J.R.R. Tolkien, born in 1892, is Merton Professor of English Language and Literature at Oxford. Well known for his edition of Sir Gawain and the Green Knight (with the late E.V. Gordon), for his work on Beowulf, and for his verse trans-lation of The Pearl. Professor Tolkien’s fairy-story, The Hobbit, is a great favourite. Something caught my eye here: that Tolkien was “well known […] for his verse translation of The Pearl”. Was he really? This is surprising, considering that it wasn’t published until two years after his death!

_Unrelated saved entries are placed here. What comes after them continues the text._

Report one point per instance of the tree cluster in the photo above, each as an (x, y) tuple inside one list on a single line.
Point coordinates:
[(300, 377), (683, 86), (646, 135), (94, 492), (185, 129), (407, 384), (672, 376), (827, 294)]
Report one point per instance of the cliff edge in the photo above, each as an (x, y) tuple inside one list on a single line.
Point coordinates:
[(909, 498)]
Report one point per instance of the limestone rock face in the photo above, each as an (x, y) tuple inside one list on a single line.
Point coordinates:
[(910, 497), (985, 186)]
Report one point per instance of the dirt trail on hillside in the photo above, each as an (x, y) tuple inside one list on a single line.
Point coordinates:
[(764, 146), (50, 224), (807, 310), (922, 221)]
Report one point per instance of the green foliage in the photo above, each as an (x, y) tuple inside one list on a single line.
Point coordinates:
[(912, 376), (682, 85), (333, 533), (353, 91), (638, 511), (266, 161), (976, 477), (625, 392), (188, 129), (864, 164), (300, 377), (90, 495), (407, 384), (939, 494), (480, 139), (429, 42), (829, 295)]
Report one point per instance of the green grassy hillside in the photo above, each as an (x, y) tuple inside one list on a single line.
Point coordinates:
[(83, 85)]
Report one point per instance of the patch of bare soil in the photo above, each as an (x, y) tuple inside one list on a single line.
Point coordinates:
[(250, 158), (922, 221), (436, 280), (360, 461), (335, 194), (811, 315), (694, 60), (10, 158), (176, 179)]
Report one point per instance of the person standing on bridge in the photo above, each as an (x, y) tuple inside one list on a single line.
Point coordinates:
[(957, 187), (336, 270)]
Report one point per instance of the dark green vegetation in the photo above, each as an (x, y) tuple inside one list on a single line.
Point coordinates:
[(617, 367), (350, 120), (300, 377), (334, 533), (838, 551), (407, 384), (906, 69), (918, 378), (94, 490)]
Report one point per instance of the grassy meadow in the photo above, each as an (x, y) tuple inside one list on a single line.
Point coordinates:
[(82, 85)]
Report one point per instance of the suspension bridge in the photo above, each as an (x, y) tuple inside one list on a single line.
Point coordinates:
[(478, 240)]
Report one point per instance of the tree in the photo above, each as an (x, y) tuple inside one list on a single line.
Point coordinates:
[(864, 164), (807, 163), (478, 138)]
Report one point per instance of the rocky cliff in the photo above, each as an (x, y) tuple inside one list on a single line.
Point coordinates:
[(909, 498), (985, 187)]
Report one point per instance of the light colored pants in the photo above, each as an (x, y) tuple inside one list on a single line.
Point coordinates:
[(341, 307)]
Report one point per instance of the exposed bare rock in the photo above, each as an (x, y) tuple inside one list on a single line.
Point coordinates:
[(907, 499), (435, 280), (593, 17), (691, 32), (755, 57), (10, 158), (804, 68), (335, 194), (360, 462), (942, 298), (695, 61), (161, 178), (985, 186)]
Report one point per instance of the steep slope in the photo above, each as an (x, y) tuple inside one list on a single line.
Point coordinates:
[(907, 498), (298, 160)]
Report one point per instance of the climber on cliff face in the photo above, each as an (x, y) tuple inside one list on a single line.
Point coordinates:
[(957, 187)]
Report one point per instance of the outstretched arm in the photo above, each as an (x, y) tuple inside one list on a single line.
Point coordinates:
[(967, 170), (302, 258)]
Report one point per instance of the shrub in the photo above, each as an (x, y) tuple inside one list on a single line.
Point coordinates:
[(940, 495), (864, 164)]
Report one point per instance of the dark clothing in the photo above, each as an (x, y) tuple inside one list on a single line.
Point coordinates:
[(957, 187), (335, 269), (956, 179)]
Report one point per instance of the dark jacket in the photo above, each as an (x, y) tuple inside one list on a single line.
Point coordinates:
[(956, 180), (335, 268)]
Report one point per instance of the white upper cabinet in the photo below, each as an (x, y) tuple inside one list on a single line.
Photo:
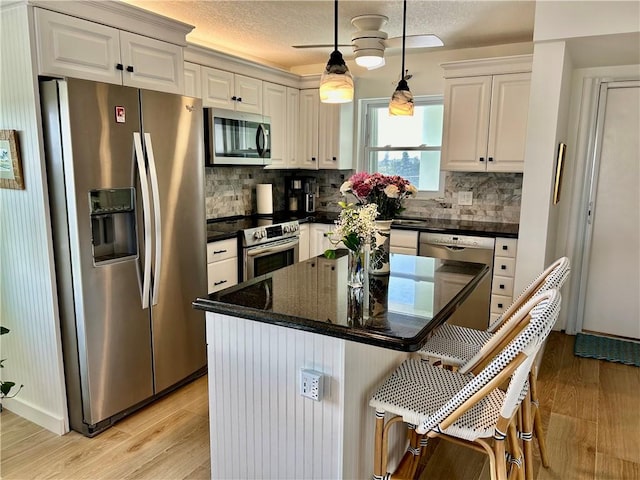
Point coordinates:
[(485, 117), (281, 105), (69, 46), (326, 133), (192, 80), (228, 90)]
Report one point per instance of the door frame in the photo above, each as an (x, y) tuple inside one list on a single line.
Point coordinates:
[(592, 120)]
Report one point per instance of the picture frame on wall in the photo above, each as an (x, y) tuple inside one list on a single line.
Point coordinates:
[(10, 162)]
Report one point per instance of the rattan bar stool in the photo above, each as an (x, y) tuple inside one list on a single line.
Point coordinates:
[(453, 346), (466, 408)]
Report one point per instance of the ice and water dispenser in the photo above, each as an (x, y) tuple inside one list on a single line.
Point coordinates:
[(113, 225)]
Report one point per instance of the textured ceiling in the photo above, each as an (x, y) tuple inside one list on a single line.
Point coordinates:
[(265, 31)]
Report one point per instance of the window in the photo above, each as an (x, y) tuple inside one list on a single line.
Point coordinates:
[(406, 146)]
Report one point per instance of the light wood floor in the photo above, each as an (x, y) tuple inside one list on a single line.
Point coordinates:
[(591, 411)]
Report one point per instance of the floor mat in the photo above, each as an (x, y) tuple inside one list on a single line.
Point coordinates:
[(605, 348)]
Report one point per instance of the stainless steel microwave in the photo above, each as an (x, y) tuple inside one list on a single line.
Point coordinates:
[(236, 138)]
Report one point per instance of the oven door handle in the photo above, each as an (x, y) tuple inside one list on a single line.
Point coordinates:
[(279, 248)]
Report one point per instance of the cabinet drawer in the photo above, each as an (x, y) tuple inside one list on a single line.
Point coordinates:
[(222, 274), (506, 247), (499, 303), (502, 285), (504, 267), (404, 238), (221, 250)]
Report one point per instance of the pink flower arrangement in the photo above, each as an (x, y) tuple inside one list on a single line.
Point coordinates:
[(386, 191)]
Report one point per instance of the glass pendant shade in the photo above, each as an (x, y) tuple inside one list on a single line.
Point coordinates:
[(402, 100), (336, 83)]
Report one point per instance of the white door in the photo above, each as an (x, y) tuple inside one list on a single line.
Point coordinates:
[(610, 283)]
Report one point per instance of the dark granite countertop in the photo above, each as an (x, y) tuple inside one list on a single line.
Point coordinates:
[(421, 293), (223, 228)]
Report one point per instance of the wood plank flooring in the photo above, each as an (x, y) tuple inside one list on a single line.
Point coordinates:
[(590, 409)]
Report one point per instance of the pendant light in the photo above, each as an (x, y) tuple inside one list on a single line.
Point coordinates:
[(336, 84), (402, 100)]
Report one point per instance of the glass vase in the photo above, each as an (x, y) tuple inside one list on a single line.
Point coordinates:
[(380, 248), (358, 286)]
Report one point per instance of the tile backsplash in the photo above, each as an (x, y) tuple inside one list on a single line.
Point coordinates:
[(496, 196)]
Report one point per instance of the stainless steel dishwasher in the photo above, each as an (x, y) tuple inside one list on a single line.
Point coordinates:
[(451, 248)]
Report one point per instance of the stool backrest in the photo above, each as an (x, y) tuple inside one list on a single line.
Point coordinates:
[(553, 276), (512, 363)]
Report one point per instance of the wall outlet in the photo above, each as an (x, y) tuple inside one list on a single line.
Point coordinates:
[(311, 384), (465, 198)]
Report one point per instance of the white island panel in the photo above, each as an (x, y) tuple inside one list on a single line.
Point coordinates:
[(261, 427)]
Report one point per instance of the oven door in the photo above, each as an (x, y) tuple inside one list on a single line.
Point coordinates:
[(266, 258)]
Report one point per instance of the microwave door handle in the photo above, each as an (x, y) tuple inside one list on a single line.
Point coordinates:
[(280, 248), (146, 214), (155, 194), (260, 140)]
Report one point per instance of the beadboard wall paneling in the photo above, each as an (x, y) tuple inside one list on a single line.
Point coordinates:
[(260, 425), (27, 277)]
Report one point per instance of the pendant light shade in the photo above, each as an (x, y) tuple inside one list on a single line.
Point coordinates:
[(336, 83), (402, 100)]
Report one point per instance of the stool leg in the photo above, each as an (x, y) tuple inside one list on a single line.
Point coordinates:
[(537, 421), (377, 448), (527, 434)]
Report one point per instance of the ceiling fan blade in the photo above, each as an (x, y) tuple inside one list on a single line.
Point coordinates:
[(415, 41), (327, 45)]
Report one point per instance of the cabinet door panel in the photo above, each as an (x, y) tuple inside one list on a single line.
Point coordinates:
[(293, 123), (217, 88), (69, 46), (192, 80), (508, 122), (248, 92), (156, 65), (308, 134), (466, 123)]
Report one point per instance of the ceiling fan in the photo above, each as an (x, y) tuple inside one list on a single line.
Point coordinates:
[(369, 41)]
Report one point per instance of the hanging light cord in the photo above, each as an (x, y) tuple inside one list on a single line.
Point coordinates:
[(404, 32), (335, 24)]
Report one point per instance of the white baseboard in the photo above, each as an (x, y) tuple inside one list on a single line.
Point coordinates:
[(57, 425)]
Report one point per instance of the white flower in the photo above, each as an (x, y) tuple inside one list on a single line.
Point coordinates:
[(345, 187), (392, 191)]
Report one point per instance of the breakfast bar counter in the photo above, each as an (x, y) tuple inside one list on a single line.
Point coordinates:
[(262, 335)]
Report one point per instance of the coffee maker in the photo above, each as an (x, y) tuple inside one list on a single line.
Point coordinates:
[(302, 194)]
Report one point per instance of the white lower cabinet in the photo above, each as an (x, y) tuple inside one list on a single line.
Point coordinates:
[(222, 264), (303, 246), (504, 263), (319, 239), (404, 241)]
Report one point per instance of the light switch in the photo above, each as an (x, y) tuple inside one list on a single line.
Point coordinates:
[(465, 198)]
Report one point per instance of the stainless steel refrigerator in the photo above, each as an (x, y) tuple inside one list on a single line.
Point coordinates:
[(126, 181)]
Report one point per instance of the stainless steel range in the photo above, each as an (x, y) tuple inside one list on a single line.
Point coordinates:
[(268, 247)]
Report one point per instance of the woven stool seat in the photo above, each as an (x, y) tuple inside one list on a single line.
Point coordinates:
[(417, 390)]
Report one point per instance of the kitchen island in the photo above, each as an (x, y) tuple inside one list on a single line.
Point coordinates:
[(261, 334)]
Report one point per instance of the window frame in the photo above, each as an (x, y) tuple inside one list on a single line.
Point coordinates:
[(366, 149)]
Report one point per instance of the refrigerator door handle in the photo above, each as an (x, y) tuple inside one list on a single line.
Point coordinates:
[(144, 190), (157, 216)]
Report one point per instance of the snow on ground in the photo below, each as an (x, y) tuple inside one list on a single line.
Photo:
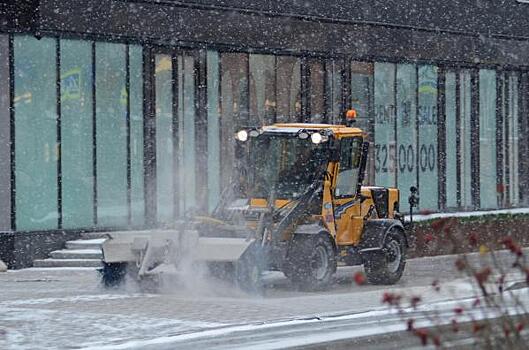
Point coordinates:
[(67, 308)]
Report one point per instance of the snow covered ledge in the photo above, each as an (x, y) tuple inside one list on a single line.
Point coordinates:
[(467, 214)]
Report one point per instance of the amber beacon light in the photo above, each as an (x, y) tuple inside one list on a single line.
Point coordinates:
[(350, 116)]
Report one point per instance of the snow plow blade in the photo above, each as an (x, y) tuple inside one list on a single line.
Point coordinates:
[(164, 250)]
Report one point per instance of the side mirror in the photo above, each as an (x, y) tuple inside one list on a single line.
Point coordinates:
[(362, 168), (413, 199)]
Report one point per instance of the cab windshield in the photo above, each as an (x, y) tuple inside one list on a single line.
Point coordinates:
[(286, 164)]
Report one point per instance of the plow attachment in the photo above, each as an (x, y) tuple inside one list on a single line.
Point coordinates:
[(147, 255)]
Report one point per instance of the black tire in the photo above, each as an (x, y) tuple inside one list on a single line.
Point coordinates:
[(387, 265), (115, 275), (249, 269), (311, 262)]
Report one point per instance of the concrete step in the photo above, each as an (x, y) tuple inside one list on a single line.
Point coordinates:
[(67, 263), (77, 254), (94, 243), (94, 235)]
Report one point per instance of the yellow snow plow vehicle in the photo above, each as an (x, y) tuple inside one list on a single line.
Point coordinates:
[(303, 210)]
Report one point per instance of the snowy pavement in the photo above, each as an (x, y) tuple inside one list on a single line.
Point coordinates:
[(68, 309)]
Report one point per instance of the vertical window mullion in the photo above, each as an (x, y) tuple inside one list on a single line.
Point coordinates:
[(94, 130), (128, 137), (12, 130), (59, 145)]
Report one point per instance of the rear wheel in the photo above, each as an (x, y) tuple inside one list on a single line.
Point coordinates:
[(311, 262), (249, 269), (113, 274), (387, 265)]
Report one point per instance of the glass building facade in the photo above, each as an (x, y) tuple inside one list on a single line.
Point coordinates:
[(121, 132)]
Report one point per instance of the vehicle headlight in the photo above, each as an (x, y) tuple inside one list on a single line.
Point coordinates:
[(242, 135), (316, 138)]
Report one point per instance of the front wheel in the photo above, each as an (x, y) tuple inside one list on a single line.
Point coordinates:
[(249, 269), (387, 265)]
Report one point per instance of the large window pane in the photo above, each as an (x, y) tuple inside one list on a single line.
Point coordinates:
[(288, 89), (316, 91), (36, 150), (512, 139), (234, 92), (385, 147), (451, 140), (262, 90), (5, 139), (334, 91), (76, 134), (165, 157), (487, 138), (427, 147), (465, 104), (136, 136), (111, 131), (186, 133), (406, 130), (213, 129), (362, 92)]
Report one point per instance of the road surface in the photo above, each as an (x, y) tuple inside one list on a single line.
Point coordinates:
[(67, 308)]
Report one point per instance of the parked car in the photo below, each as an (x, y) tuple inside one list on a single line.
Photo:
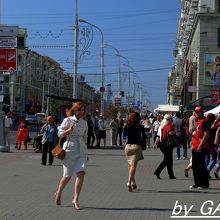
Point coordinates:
[(33, 119), (43, 117)]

According to Wayne Hammond and Christina Scull’s précis, Tolkien made his translation of the poem during 1925–6 while he was supposed to be working on an edition of it with his Gawain collaborator, E.V. Gordon. In 1936, he submitted the translation to J.M. Dent for publication, but although they rejected it, it caught the attention of Guy Pocock, who arranged for part of it to be read on the radio in August of that year. Shortly thereafter, George Allen & Unwin considered publishing it, but all thought of that was swiftly swept aside in the wake of The Hobbit the following year.  A few years later in 1942, the renowned publisher and bookseller Basil Blackwell prepared to publish the translation at last. Galley proofs were even printed in March 1943 (Christopher Tolkien owns a set). All Tolkien had to do was write an introduction. Alas, the ever dilatory (and at this point, very distracted) Tolkien could not get the job done, and — to make a long story a little shorter — the translation never reached the public during his lifetime. 
He certainly intended to publish it, discussed it repeatedly, and was forever on the verge of actually doing it, but this simply never happened. So how did he become so “well known” for it? That is a riddle worthy of Gollum (or better, Bilbo, since it’s not actually a proper riddle :).
I suppose private copies may have been circulating among Tolkien’s friends and colleagues, rather like Songs for the Philologists and Tolkien’s edition of Sir Orfeo. But if so, I have not read of any surviving. Perhaps he passed around his own (only?) copy. But that would have been risky, wouldn’t it, my precious, yesss. The radio broadcast probably helped, but how large a portion of the translation was read? It’s a long poem, well over a thousand lines! Was the unknown author of the contributor blub in Essays and Studies exaggerating? Was this one of Tolkien’s friends, someone who had indeed read and passed around the translation?
All these questions prompted by an all but forgotten note on a contributor! Perhaps someone can unearth a little more infor-mation. In the meantime, I suppose it’s true after all that “lesser work can earn more pay; / And the longer you reckon, the less hath more” .
 Essays and Studies, Vol. 6 (1953), [n.p.].
 Gordon died unexpectedly in 1938, and plans for the edition of The Pearl went on hold. The edition was eventually completed by Gordon’s widow Ida (with assistance from Tolkien) in 1953, the same year Beorhtnoth was published!
 Christina Scull and Wayne G. Hammond. The J.R.R. Tolkien Companion and Guide: Reader’s Guide. Boston: Houghton Mifflin, 2006, pp. 748–9, et seq.
 This, like the title of the post, is from Tolkien’s translation of The Pearl, finally published in 1975. The title comes from 70.9, the closing quotation from 50.11–2.